The event saw a large array of new projects being pitched, and 30 films out of 175 submissions from 54 countries made the final cut.

The projects from across the Balkans and the Middle East and North Africa region were presented in three different pitching categories with filmmakers vying for co-production awards of up to $25,000.

The films explored a range of topics, including sovereignty, honour killings, climate change and fractured historical landscapes.

AJD Industry’s key event, The Main Pitch, was geared towards filmmakers and production companies in the early phases of development. The highlights of this category were The Last Nomads, by Biljana Tutorov and Petar Glomazic, which follows a shepherdess and her daughter in the highlands of Montenegro when their land is occupied by an international military base.

The second category, Work In Progress, screened films in post-production, including an Iraqi film which follows the director’s journey in search of her childhood friend and unfolds a secret world of abuse against women in Iraq.

The third category, Balkans Stars, was aimed at boosting the local documentary industry by creating opportunities for collaboration between filmmakers and local as well as international broadcasters.

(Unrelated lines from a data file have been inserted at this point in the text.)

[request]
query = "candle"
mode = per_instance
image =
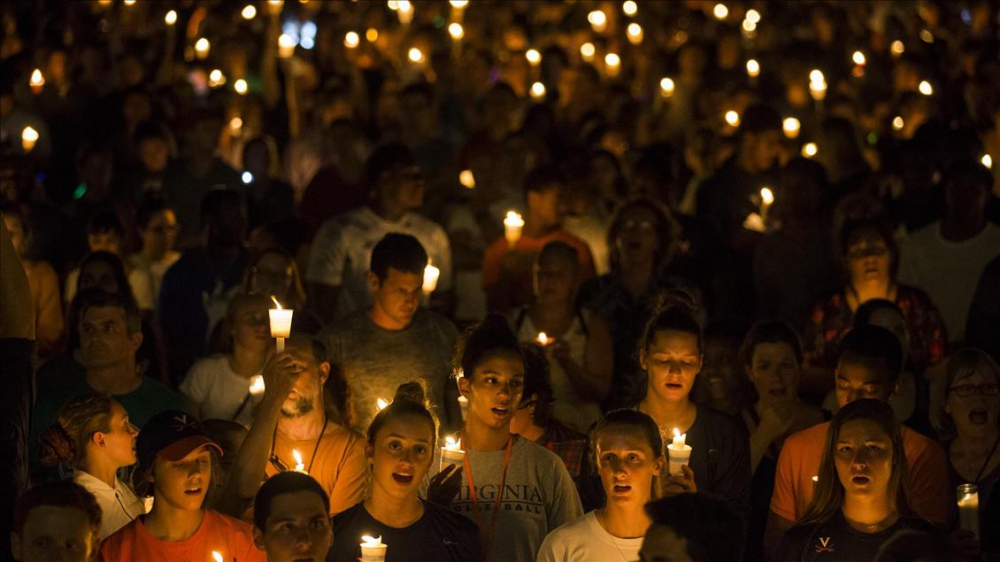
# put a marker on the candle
(372, 549)
(791, 127)
(286, 46)
(667, 87)
(512, 226)
(29, 136)
(679, 452)
(299, 465)
(281, 323)
(37, 81)
(431, 275)
(968, 508)
(467, 180)
(451, 453)
(256, 385)
(202, 47)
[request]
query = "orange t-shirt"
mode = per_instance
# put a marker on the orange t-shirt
(506, 278)
(800, 460)
(340, 466)
(231, 538)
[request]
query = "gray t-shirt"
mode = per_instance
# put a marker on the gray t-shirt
(375, 361)
(538, 497)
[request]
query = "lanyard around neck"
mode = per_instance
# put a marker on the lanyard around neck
(474, 494)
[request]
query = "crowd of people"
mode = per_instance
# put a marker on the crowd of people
(586, 280)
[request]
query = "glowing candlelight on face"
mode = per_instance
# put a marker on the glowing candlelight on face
(598, 21)
(791, 126)
(667, 87)
(431, 275)
(451, 453)
(372, 549)
(634, 32)
(512, 226)
(467, 180)
(37, 81)
(286, 46)
(29, 136)
(256, 385)
(537, 91)
(281, 323)
(968, 508)
(201, 48)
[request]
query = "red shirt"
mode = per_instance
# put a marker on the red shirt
(508, 273)
(231, 538)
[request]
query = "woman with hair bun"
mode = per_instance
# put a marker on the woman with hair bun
(514, 489)
(671, 354)
(95, 437)
(402, 441)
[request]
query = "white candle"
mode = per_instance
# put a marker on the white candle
(372, 549)
(512, 226)
(451, 453)
(256, 385)
(299, 465)
(968, 508)
(281, 323)
(29, 136)
(431, 275)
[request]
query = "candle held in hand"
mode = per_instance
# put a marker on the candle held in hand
(281, 323)
(512, 226)
(372, 549)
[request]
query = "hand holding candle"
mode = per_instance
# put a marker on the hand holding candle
(372, 549)
(281, 323)
(512, 226)
(679, 453)
(451, 453)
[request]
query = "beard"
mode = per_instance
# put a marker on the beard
(299, 407)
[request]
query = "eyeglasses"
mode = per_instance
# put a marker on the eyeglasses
(967, 390)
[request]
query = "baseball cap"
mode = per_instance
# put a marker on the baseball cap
(171, 435)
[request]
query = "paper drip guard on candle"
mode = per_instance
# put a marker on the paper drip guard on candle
(451, 453)
(372, 549)
(678, 453)
(968, 508)
(281, 323)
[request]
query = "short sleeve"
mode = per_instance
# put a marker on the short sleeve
(327, 255)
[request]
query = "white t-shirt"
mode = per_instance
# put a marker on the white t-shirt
(948, 271)
(342, 250)
(585, 540)
(212, 385)
(119, 505)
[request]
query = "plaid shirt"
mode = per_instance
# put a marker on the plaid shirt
(568, 444)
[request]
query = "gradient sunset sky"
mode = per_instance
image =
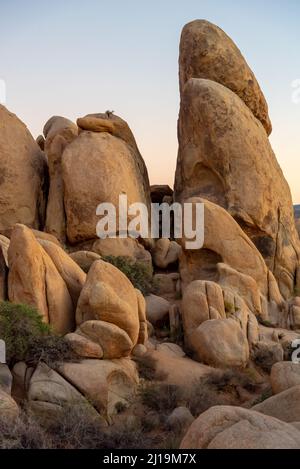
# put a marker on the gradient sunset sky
(76, 57)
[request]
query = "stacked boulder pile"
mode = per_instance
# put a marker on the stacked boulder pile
(232, 304)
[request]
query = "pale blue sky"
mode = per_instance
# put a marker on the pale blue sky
(75, 57)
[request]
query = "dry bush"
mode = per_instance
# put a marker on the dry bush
(218, 388)
(23, 433)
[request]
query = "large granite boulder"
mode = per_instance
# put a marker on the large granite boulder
(23, 180)
(225, 157)
(207, 52)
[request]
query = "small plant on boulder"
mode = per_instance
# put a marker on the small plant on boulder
(139, 273)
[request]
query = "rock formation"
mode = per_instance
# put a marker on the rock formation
(23, 176)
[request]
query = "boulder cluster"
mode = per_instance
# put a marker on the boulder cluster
(231, 304)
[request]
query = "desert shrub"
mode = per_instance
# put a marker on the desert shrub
(264, 358)
(139, 273)
(23, 433)
(50, 349)
(77, 429)
(217, 388)
(160, 397)
(29, 339)
(19, 326)
(263, 396)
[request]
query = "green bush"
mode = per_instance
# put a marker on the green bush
(139, 273)
(19, 326)
(28, 338)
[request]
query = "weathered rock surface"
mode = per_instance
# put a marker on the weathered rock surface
(207, 52)
(83, 346)
(220, 343)
(9, 410)
(180, 418)
(113, 340)
(284, 406)
(84, 259)
(284, 375)
(59, 132)
(228, 158)
(124, 247)
(49, 394)
(23, 172)
(71, 273)
(226, 427)
(159, 192)
(108, 296)
(5, 378)
(33, 279)
(157, 308)
(105, 383)
(165, 252)
(3, 275)
(114, 167)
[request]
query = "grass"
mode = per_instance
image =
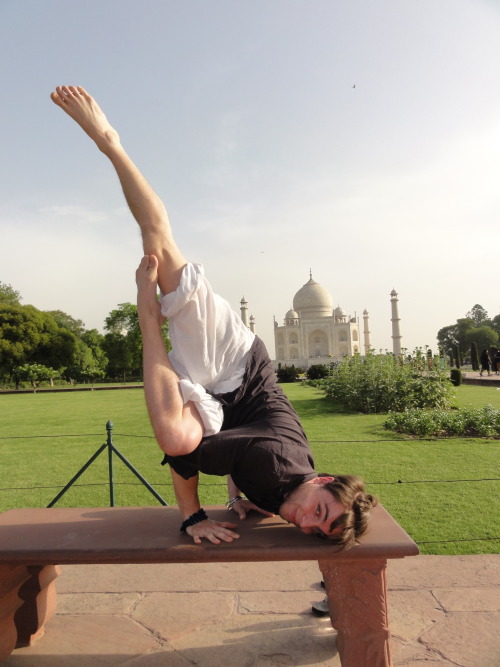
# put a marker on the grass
(441, 491)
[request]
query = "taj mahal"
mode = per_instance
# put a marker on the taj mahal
(314, 332)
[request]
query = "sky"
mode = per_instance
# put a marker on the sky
(356, 139)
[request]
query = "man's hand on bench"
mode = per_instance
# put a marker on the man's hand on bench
(214, 531)
(243, 506)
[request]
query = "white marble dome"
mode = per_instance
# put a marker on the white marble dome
(313, 300)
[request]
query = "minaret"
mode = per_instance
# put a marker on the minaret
(244, 311)
(396, 335)
(366, 332)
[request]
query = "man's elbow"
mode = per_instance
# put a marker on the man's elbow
(179, 441)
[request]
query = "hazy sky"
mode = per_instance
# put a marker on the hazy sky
(356, 138)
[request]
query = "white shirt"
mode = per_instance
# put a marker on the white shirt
(210, 344)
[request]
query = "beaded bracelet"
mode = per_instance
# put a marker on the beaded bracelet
(192, 520)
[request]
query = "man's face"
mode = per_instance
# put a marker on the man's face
(312, 508)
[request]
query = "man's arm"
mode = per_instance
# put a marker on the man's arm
(243, 505)
(186, 493)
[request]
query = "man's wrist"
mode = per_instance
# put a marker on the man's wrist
(232, 501)
(192, 520)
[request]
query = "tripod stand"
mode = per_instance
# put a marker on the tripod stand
(111, 450)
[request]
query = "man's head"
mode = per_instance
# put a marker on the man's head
(335, 508)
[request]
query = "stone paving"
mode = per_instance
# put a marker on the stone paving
(445, 610)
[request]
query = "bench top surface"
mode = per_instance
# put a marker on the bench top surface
(151, 535)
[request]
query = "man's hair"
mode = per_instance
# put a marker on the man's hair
(350, 491)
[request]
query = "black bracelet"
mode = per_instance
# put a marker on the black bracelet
(192, 520)
(231, 501)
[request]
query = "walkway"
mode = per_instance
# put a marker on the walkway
(445, 610)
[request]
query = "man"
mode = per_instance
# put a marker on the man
(213, 401)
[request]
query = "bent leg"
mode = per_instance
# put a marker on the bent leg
(144, 203)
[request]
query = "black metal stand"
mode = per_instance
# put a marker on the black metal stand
(111, 450)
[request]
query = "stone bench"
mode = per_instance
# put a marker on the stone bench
(34, 542)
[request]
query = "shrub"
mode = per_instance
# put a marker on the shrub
(288, 373)
(383, 382)
(471, 422)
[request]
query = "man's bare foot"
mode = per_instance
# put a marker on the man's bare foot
(82, 107)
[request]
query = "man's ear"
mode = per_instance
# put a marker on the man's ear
(322, 480)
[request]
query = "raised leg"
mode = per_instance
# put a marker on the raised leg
(178, 426)
(357, 600)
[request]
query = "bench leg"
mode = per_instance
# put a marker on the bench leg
(357, 599)
(39, 597)
(12, 577)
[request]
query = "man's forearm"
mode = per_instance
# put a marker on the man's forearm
(186, 494)
(232, 489)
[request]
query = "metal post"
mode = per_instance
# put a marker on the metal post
(109, 443)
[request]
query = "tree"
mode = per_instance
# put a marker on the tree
(484, 336)
(9, 296)
(478, 314)
(123, 341)
(34, 374)
(28, 335)
(68, 322)
(474, 357)
(95, 341)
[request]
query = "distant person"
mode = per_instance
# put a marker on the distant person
(485, 362)
(213, 401)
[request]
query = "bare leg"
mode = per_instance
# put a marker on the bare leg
(178, 427)
(144, 203)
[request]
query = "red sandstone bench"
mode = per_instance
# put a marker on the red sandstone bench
(34, 541)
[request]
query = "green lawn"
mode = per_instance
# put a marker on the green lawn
(442, 492)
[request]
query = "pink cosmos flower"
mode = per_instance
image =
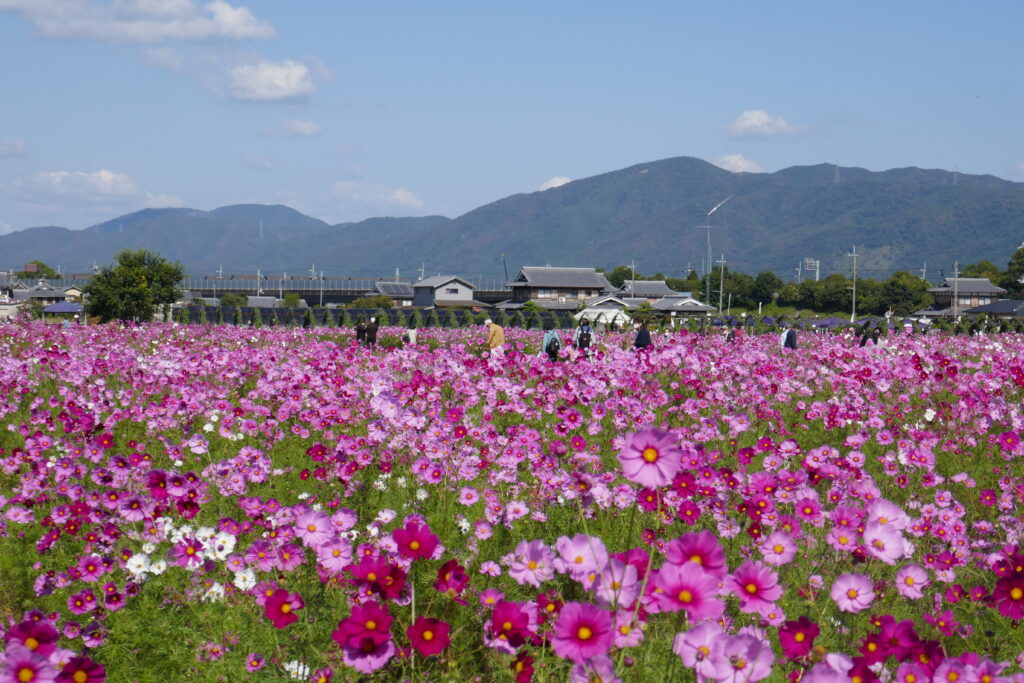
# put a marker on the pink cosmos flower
(415, 541)
(688, 588)
(583, 631)
(884, 542)
(778, 549)
(853, 592)
(911, 580)
(694, 646)
(756, 586)
(650, 457)
(700, 548)
(313, 527)
(532, 563)
(281, 607)
(741, 659)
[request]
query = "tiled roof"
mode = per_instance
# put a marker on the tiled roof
(438, 281)
(648, 289)
(966, 286)
(548, 276)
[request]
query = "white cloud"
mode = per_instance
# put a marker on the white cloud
(12, 148)
(139, 20)
(98, 185)
(162, 201)
(758, 123)
(375, 194)
(257, 162)
(298, 128)
(556, 181)
(268, 81)
(737, 164)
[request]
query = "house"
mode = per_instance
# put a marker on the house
(1005, 308)
(682, 303)
(968, 292)
(651, 290)
(557, 289)
(45, 294)
(444, 291)
(400, 293)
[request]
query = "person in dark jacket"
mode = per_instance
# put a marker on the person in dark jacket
(791, 339)
(642, 341)
(371, 333)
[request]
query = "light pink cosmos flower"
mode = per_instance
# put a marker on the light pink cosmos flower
(650, 458)
(756, 586)
(884, 542)
(581, 556)
(741, 659)
(583, 631)
(853, 592)
(313, 527)
(531, 563)
(911, 580)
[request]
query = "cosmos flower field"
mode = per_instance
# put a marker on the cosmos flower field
(198, 503)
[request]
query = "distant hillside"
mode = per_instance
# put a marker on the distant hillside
(648, 213)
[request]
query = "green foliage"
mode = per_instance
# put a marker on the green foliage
(133, 287)
(233, 299)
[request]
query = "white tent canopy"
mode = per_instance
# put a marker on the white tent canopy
(602, 317)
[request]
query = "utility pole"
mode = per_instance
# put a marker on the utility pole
(853, 315)
(721, 283)
(955, 290)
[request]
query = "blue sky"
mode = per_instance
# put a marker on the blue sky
(346, 111)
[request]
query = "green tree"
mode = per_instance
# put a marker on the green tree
(904, 293)
(42, 270)
(133, 287)
(1013, 279)
(233, 299)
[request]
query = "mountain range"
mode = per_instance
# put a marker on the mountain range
(651, 214)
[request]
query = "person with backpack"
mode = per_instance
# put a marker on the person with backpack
(584, 338)
(551, 343)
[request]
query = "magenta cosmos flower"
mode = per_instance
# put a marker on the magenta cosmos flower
(281, 607)
(756, 586)
(688, 588)
(650, 457)
(853, 592)
(583, 631)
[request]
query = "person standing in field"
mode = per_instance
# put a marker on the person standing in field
(551, 343)
(371, 333)
(584, 338)
(496, 340)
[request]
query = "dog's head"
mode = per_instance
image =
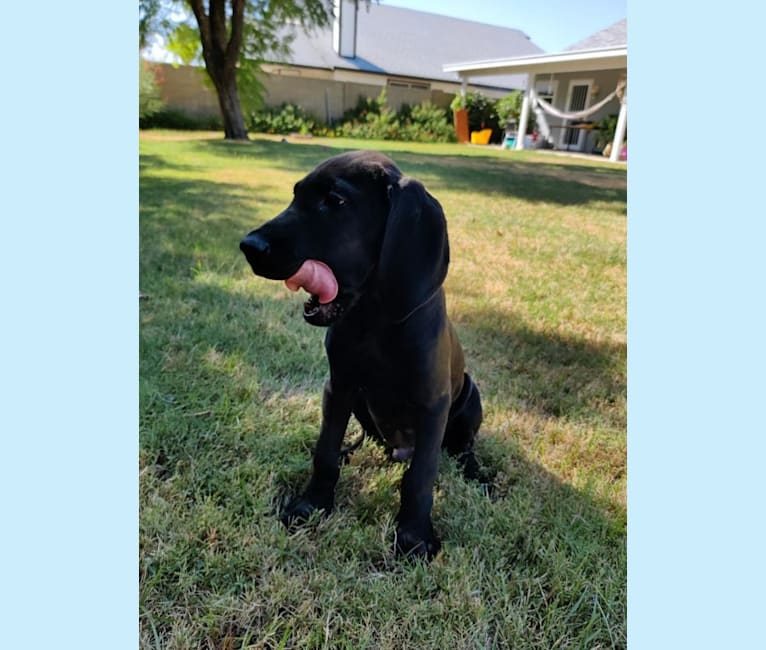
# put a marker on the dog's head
(355, 226)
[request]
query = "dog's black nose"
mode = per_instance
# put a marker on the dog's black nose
(254, 246)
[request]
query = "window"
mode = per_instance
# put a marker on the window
(546, 89)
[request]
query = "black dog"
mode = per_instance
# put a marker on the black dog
(371, 248)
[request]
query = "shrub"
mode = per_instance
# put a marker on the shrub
(428, 123)
(286, 119)
(370, 119)
(172, 118)
(482, 113)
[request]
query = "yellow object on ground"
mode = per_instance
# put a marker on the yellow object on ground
(481, 137)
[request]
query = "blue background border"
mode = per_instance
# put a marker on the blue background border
(70, 365)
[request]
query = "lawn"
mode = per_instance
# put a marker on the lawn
(230, 386)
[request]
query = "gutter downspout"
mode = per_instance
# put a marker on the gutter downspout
(524, 117)
(619, 132)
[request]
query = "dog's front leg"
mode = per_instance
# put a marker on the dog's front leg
(319, 494)
(415, 534)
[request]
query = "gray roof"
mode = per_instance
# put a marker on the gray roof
(407, 43)
(612, 36)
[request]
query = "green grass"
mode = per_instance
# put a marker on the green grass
(230, 384)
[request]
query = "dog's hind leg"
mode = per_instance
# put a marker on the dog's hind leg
(362, 414)
(462, 426)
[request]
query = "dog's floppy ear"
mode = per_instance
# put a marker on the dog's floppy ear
(415, 251)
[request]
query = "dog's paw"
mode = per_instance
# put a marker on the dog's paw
(417, 542)
(300, 510)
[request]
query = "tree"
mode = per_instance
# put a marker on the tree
(234, 37)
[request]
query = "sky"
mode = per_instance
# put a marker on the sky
(552, 25)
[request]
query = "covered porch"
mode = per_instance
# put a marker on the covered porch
(569, 92)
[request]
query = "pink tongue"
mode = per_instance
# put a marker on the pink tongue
(316, 278)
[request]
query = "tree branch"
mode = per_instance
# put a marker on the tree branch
(235, 41)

One such project was Hvar League, a film about a football league on a small Croatian island. The film won the Radiotelevision of Bosnia and Herzegovina (BHRT) Award of 5,000 euros ($5,000).

During the three-day event, filmmakers had the opportunity to pitch their projects and discuss them in detail with industry leaders at workshops, panels and round-table discussions.

“To stand in front of key international players and defend your project forces you to take into consideration how the world views your characters and your footage. The event sparked a fire in me. I want to fight for this film so that the world can get a glimpse of what my country is facing,” said Elene Mikaberidze, whose film Blueberry Dreams portrays two young Georgian children, Giorgi and Lazare, who live in western Georgia amid tensions with Russian separatists throughout their lives. The film follows the children’s journey as they pin their dreams for a better future on the cultivation of blueberries.

Awards ceremony

The new event culminated in an awards ceremony on Monday afternoon. The Main Pitch Award of $25,000 was won by director Sedan Sarec’s Sarajevo Under Siege which follows the artists who staged the first ever Sarajevo Film Festival, taking place during the devastating siege of the city in 1993. Other winners included Iranian director Atieh Zare, who was awarded $15,000 for her film Friday at The Window, an intimate journey of a young Iranian girl who considers initiating a custody case against her parents when they put their relationship ahead of her wellbeing.

 

The Balkans Star Award of $10,000 was given to Slovenian film Woman of God – by Maja Prettner, Iza Strehar and Bostjan Virc – which touches upon the difficulty an evangelical Protestant pastor faces as she attempts to step away from the church.

 

The other winners included Last Letters From my Grandma by Olga Lucovnicova; Abastumani by Mariam Chachia and Nik Voigt; Do You Love me? by Lana Daher; Hvar League by Emina Kujundzic; Land of Sars by Petra Seliskar.

 

“We have a responsibility to open a window for these projects. I want all these stories to fly, fly to the world,” said Ksiksi, capturing the spirit of the event.